Practical Applications Breakout: IVC Managers

Tommy Bearden is still preaching the EASY ACCESS. Easy Access is NOT the tech person bringing you a unit when you need to do a program. It’s having easy access to a unit in your building ALL the time. We have to get there. If you’re just starting, put it in the elementary

If you want to be successful with shared classes, PAY the teacher well. Teaching over VC is a “pain in the posterior” (Tommy’s words), and they need to be compensated properly. Tommy recommended his document onsite for Recommended Fees. You can hire the teacher at the service center, or get the small districts to co-op their position.

Two districts with the BEST units, and they don’t use it and don’t use it. Everyone has districts that aren’t using it.

The best way to get three to five teachers involved, have them do a highly interactive program like Gadget Works, and make sure other teachers see it, and tell about it in the school. Make sure they get the packet out and make sure the students are prepared. After training, look for that one excited person and get them hooked and they are the champion. They are the ones who stay after training and talk to you. They are the people to cultivate. If you have something free, send it to them. Then they start hooking in the other teachers.

Donna Weber, Euclid, OH, talked about Read Around the Planet hooked the teachers on videoconferencing and how they’ve been using it since.

It’s interesting how many teachers hooked on VC are loving VC, even in the face of so many test calls, and want their districts to create a position to support videoconference. The time is a huge issue for these building coordinators.

Regional coordinators shared how they try to make VC as “painless as possible for teachers.” This is a critical goal we all agree on!

Sidenote: I always wonder when we give numbers – we do x VCs a year. What’s the context? compared to how many units? i.e. x events / unit average; or by number of teachers. So we can put it in context to compare.

One technology teacher shared that she has 3 30 min. periods a week to support tech in the building and coordinate videoconferencing.

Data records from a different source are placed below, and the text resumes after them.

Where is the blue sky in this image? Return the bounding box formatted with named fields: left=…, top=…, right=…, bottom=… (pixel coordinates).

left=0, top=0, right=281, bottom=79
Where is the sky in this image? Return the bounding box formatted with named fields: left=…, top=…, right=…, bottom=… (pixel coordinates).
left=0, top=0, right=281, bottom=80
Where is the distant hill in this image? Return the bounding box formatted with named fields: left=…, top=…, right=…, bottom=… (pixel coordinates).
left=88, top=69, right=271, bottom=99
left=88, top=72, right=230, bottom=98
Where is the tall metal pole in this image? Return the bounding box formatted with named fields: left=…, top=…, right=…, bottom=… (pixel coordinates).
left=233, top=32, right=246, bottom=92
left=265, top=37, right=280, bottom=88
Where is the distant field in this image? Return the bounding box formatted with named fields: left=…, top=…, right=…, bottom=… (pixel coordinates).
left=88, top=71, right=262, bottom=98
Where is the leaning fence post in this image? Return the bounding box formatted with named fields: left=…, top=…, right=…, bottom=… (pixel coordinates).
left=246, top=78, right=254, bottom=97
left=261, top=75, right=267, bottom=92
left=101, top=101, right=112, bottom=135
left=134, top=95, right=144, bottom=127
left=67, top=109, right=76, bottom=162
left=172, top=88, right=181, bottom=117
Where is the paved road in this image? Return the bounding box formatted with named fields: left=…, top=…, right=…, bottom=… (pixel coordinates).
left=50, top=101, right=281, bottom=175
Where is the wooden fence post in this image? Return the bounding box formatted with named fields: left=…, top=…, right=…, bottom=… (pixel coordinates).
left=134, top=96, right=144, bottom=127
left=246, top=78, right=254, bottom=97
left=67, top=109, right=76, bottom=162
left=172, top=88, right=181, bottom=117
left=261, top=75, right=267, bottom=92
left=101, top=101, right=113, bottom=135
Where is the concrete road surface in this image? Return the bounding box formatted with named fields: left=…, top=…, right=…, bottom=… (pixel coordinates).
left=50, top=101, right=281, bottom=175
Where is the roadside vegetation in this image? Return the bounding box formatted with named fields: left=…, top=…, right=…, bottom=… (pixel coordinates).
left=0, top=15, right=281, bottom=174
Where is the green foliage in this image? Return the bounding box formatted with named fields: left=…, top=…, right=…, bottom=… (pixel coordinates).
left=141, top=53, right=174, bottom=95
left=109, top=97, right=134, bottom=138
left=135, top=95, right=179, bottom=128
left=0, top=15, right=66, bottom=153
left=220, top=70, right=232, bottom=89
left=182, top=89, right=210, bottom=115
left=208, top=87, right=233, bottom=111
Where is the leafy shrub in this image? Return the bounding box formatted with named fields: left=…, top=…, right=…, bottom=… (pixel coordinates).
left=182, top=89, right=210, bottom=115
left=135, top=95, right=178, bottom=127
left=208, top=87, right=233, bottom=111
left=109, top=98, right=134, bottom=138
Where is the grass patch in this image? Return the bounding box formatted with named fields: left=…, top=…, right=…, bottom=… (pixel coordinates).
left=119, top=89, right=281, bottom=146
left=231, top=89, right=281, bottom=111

Bearden-ism for high school classes. Teachers go through five stages of (death & grief): 1st before school starts is excitement. They better be your best teachers. 2nd before school starts, hesistation right before school starts. 3rd is frustration. And this is where you’d better be there to help them. 4th acceptance. Hey this isn’t so bad. Hey I got paid some money to do this. The 5th is excitement again. This isn’t research based. If they don’t get past that frustration stage, they won’t come back next year. They will all go through these stages the first year.

As you move into collaborations – you need to get them some equipment: a digital camera, a camcorder. They do stuff on their community – they go out & capture video & pictures and share it with community. Give the equipment to share that stuff. Make sure they have good microphone – like a bluetooth wireless microphone – to help them put their stories together. Don’t buy your camera from WalMart – get one that you can plug an extra mic into.  Give your kids good equipment that you can use to do the collaborative projects.

Tommy shared a story of a state that gave detailed quiz questions on their own state to another state. Those kids couldn’t answer the questions. Think carefully about what will fit well for the other kids in your presentation!

Dual credit hooks the parents. One person didn’t agree and said it doesn’t work in their state. There has to be a state level commitment to it.

Dale Hilton is working on a project with two 3rd grade classes in Ohio on a coin project. They are presenting about the coins they have in their collection and the kids are designing a coin that represents their community. Isn’t that cool!?

Sidenote: We have to remember that content providers are non-profit organizations, and of course we want free stuff; but they need to cover at least SOME of the cost of providing content. None of them are making money on this!!!!

Tommy’s suggestion – see where your kids are doing not so good on the TAKS test – do a project where your kids teach that topic to other kids within the state. They’ll learn it better!

Hey – the Los Angeles County Museum of Art is up and running with VC!

Tommy – distance learning systems installed where no one is using it is an expensive dust collector.

Tommy – You can’t train them on it without giving them something to DO with it.

Tommy told a kid about two teachers pulling teeth to get the high school kids to talk. It was very hard. Then one of the TX kids asked the NY kids, were any of you affected by 9/11? Half the kids raised their hands. Then she said, we were watching that on TV and we were praying for you. NY: What do you mean you were watching us? What is six man football? Tell us about the ocean. What are ships like? All of a sudden the kids were talking like crazy. It had NOTHING to do with ART, but it was good stuff. Let the kids be kids. Let them talk to each other!

Easy access is also them knowing how to run it themselves and do their own connections.

When you’re thinking of where to put it – if you’re doing classes, at the high school. If you’re using it for curriculum activities, put it in the elementary schools as they will use it the most if they have EASY ACCESS.

Interesting idea – media specialist walks around the building and relieves teachers for 5-10 minutes so they can go down and see what’s going on in the videoconference.

What is everyday and mundane to you is so exciting and new to me. It will fit your curriculum and your educational standards and you can teach it to us so our kids can learn about, for example, the Mississippi River, or the kid’s dad cowboy. “I want someone from a city like NY to tell my kids that a subway is not a sandwich.”